Carlos Carome
Llevo un par de días pensando en qué enfoque darle a este post. Contenido tengo de sobra, rabia contenida aún más.

Siempre podría contar los hechos tal cual han sucedido. Podría crear una bonita metáfora sin hablar concretamente de quién y cómo.

Al final, creo que lo mejor es no contar lo que ha pasado. Hay varias personas involucradas y ante todo debo respeto, a todos menos a uno.

Coincidiendo con la visita de ese al que algunos llaman Santo Padre, prefiero hacer una reflexión.

Todos tenemos siempre una pequeña parcelita de poder: unos en casa, otros en el trabajo, otros un poco de influencia en ciertos lugares o personas... yo tengo muy claro que, haya donde esté en mi mano, y quizás arriesgando más de lo que debería, no voy a permitir jamás que retrógados, racistas, xenófobos y acomplejados miedosos de la diferencia se salgan con la suya.

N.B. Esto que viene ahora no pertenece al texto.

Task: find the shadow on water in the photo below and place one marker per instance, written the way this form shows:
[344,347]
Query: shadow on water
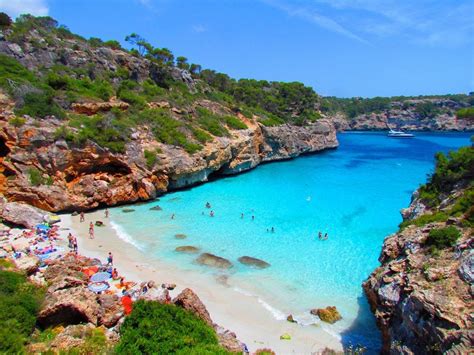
[363,331]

Eres una persona que no debería estar en mi equipo desde hace tiempo por razones profesionales. Pero, aunque estás en el extremo opuesto de convicciones morales como muchos otros con los que acostumbras a seguir las consignas de Intereconomía y sus escorias humanas, te has ganado a pulso motivos personales e HIGIÉNICOS para que haga lo posible para apartarte de mi lo más lejos que pueda.

Lo voy a hacer, contigo y con todos los que pueda. Los que os creéis valedores de la moral DE LOS DEMÁS A LOS QUE NOS IMPORTA UNA MIERDA VUESTRA OPINIÓN, me encontraréis de frente siempre.

Y no vengáis a pedir explicaciones después. Miraros al espejo.